RCA: Artistes Répertoires

 Pianists of an older generation are featured in RCA’s Artistes Répertoires double packs from France. These may be an inexpensive way to acquire some classic performances, but the packaging is flimsy, the booklet notes perfunctory, the cover artwork sometimes risible and the transfers not always good.

 

Published: January 20, 2012 at 4:22 pm

COMPOSERS: Various
LABELS: RCA

Pianists of an older generation are featured in RCA’s Artistes Répertoires double packs from France. These may be an inexpensive way to acquire some classic performances, but the packaging is flimsy, the booklet notes perfunctory, the cover artwork sometimes risible and the transfers not always good.

RCA’s William Kapell edition served him better than this album which includes concertos by BEETHOVEN, KHACHATURIAN and RACHMANINOFF (74321 84595 2), where the high frequencies have been emasculated, presumably in the quest to reduce 78rpm surface noise.

Arthur Rubinstein comes up more freshly in FRENCH MUSIC (74321 84606 2), though again the older recordings are muffled. Why couldn’t RCA have used the same masterings as in their Rubinstein edition?
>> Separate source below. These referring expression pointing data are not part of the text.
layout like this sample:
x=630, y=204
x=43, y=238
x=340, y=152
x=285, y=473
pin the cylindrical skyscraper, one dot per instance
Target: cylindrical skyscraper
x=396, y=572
MUSSORGSKY’s Pictures at an Exhibition is the main work in a Vladimir Horowitz issue (74321 84594 2) with sonatas and other works by SCRIABIN and CLEMENTI. Here the sound is good, and the sprinkling of live recordings gives the usual frisson of Horowitz on show.
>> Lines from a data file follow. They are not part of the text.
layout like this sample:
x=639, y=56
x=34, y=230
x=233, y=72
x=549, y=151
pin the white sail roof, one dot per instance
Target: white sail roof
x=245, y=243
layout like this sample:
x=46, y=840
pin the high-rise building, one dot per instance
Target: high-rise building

Sviatoslav Richter comes out best of all (74321 84605 2), with a laid-back BRAHMS Second Concerto (Chicago SO/Leinsdorf) and an elegant BEETHOVEN First Concerto with Charles Münch, who also surfaces in several albums of French music.
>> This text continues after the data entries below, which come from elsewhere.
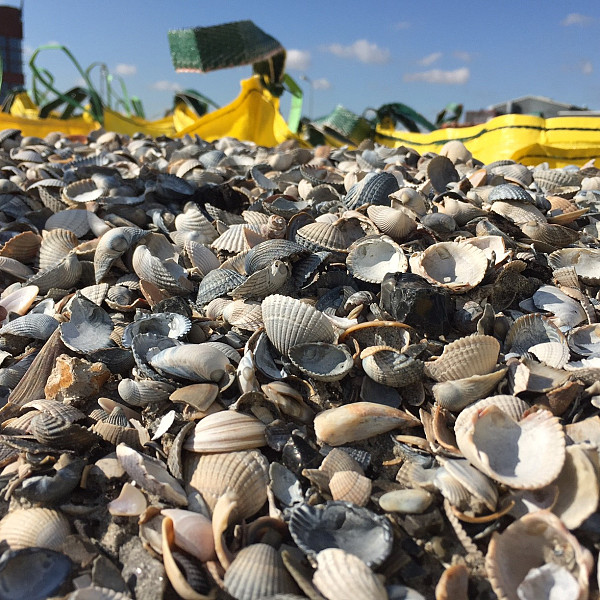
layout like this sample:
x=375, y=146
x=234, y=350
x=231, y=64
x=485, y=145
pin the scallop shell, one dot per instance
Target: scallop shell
x=258, y=572
x=391, y=367
x=342, y=525
x=457, y=266
x=372, y=257
x=34, y=528
x=341, y=575
x=530, y=330
x=395, y=222
x=456, y=394
x=322, y=361
x=471, y=355
x=534, y=541
x=289, y=322
x=584, y=260
x=195, y=362
x=245, y=473
x=226, y=431
x=488, y=436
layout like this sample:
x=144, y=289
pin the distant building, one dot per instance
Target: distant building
x=11, y=40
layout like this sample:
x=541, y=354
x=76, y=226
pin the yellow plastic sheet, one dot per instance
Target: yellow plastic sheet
x=527, y=139
x=253, y=116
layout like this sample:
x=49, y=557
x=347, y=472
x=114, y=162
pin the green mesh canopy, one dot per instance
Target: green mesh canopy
x=220, y=46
Most notable is his DEBUSSY and CHAUSSON, with a radiant Poème from David Oistrakh (74321 84591 2); and Münch’s BERLIOZ, with the Symphonie fantastique and various overtures – Roman Carnival fairly sizzles along – only disappoints in a harshly recorded Nuits d’été with Victoria de los Angeles (74321 84587 2).

Staying with French music, KOECHLIN’s Jungle Book and Seven Stars Symphony (74321 84596 2) come in excellent Nineties performances with David Zinman and James Judd – listen to Iris Vermillion in the opening ‘Seal Lullaby’, and be seduced.

While it’s good to see Seiji Ozawa’s strong 1967 version of MESSIAEN’s Turangalîla Symphony at last available on CD (74321 84601 2), the coupling, of symphonies by ROUSSEL under Marek Janowski, gives the impression of a compilation thrown together in haste, as does the collection of four SCHUBERT symphonies, three with Günter Wand, and one with Fritz Reiner (74321 84607 2).

But you’ll still find more satisfaction here than in the Pritchard Schubert disc I mentioned earlier, and Reiner in MAHLER’s Fourth Symphony (coupled with Das Lied von der Erde – 74321 84599 2) would be a viable alternative to Horenstein, if only the left and right channels weren’t reversed throughout.

By all means pile ’em high and sell ’em cheap, but do get it right.